Der sandinistische Führungszirkel bezahlt damit den Preis für ihre vertikale Vision der Militanz und der Radikalität im Umgang mit sandinistischen Dissidenten. Eine engstirnige Dynamik, die rasch in Ächtung oder Beleidigung umschlägt und Feindbilder produziert.

Auf beiden Seiten des politischen Spektrums ist eine gefährliche Sturheit auszumachen, die das Land noch stärker in die Polarisierung treibt. Die Attacken gegen die "Regierung des Wiederaufbau und der nationalen Einheit" sind wenig hilfreich für eine Führung, die nach 16 Jahren neoliberaler Politik ein verelendetes Land voranbringen soll.

In diesem Kontext suchten Regierungsfunktionäre nach juristischen Vorwänden, um Druck auf unbequeme NGOs auszuüben und der Konservativen Partei und dem MRS die Teilnahme an den Wahlen zu untersagen. Die dissidenten Sandinistas des MRS schlossen sich in der Folge der Wahlkampagne "Alle gegen Ortega" an. Damit riefen sie quasi zur Wahl der Rechten auf, indem sie mit dem bürgerlichen Kandidaten Montealegre eine Allianz bildeten. Eine für die FSLN schwierige Position, die nur schwer verdaulich ist.

In diesem vergifteten Klima findet die Regierung Argumente, um die angebliche imperialistische Einmischung - nicht nur durch die Opposition, sondern auch durch NGOs und die selbsternannten Leader der Zivilgesellschaft - an den Pranger zu stellen.

Die Mehrheit der WählerInnen scheint aber diese auf Strukturen zielende Debatte kaum zu beschäftigen. Die Wahlresultate zeigen, dass ihnen die von der Regierung angestossenen Programme zur Lösung der sozialen Probleme und der Energiekrise wichtiger sind als die die politische Polarisierung, die sich vor allem auf die Eliten Managuas konzentriert.


Erfolge des Sandinismus

Nachdem der Krieg der 1980er Jahre bereits tiefe Spuren in der Volkswirtschaft hinterlassen haben, sind die Auswirkungen des Sozialabbaus der nachfolgenden, neoliberalen Regierungen (1990-2006) nicht weniger dramatisch.

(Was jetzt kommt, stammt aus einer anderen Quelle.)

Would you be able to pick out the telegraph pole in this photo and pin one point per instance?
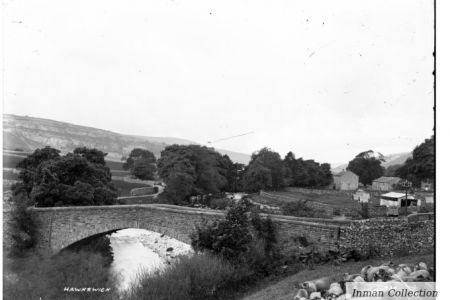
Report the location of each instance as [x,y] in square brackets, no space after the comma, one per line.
[406,185]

Über ihr Regierungsprogramm versucht nun die sandinistische Verwaltung, einen Grossteil des Budgets zugunsten sozial schwacher Gruppen einzusetzen und begleitet diese Strategie mit politischen Entscheiden wie z.B. der Halbierung der "Mega-Löhne", werlche sich die vorherigen Regierungen ausbezahlt hatten. Die obere Grenze liegt neu bei monatlich 3000 US-Dollar für die Exekutive. Die Verstaatlichung - oder anders ausgedrückt: "Ent-Privatisierung" - des Bildungs- und Gesundheitswesens gilt als wichtigstes Zeichen dieser neuen Etappe. Mit dem von Kuba und Venezuela unterstützen Programm "Ja, ich schaffe es" (Yo si Puedo) konnte die Analphabetismus-Rate, die 2006 noch bei 23% lag, bis Mitte 2008 auf 13% gesenkt werden. Das sandinistische Ziel ist es, die Quote bis Juli 2009 auf 0% zu senken.

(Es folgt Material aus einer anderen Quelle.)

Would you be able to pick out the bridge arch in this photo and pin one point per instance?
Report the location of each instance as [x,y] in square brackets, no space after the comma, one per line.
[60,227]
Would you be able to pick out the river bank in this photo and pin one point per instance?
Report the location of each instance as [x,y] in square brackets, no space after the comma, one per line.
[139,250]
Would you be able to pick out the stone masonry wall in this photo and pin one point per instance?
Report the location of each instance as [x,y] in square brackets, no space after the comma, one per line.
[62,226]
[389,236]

Das erneut öffentliche - und kostenlose - Gesundheitswesen hat überraschende Konsequenzen. Laut offizieller Angaben verzeichnete die von Kuba geleitete 'Operación Milagro' (Kampagne zur Wiedererlangung des Augenlichtes) in 18 Monaten 25.000 durchgeführte Operationen zur Heilung des grauen Stars. Im gleichen Zeitraum verdoppelten sich die ärztlichen Untersuchungen und die chirurgischen Eingriffe nahmen um 37% zu. Die Kindersterblichkeit sank in den letzten Monaten von 90 auf 79 (bei 100.000 lebend geborenen Kindern).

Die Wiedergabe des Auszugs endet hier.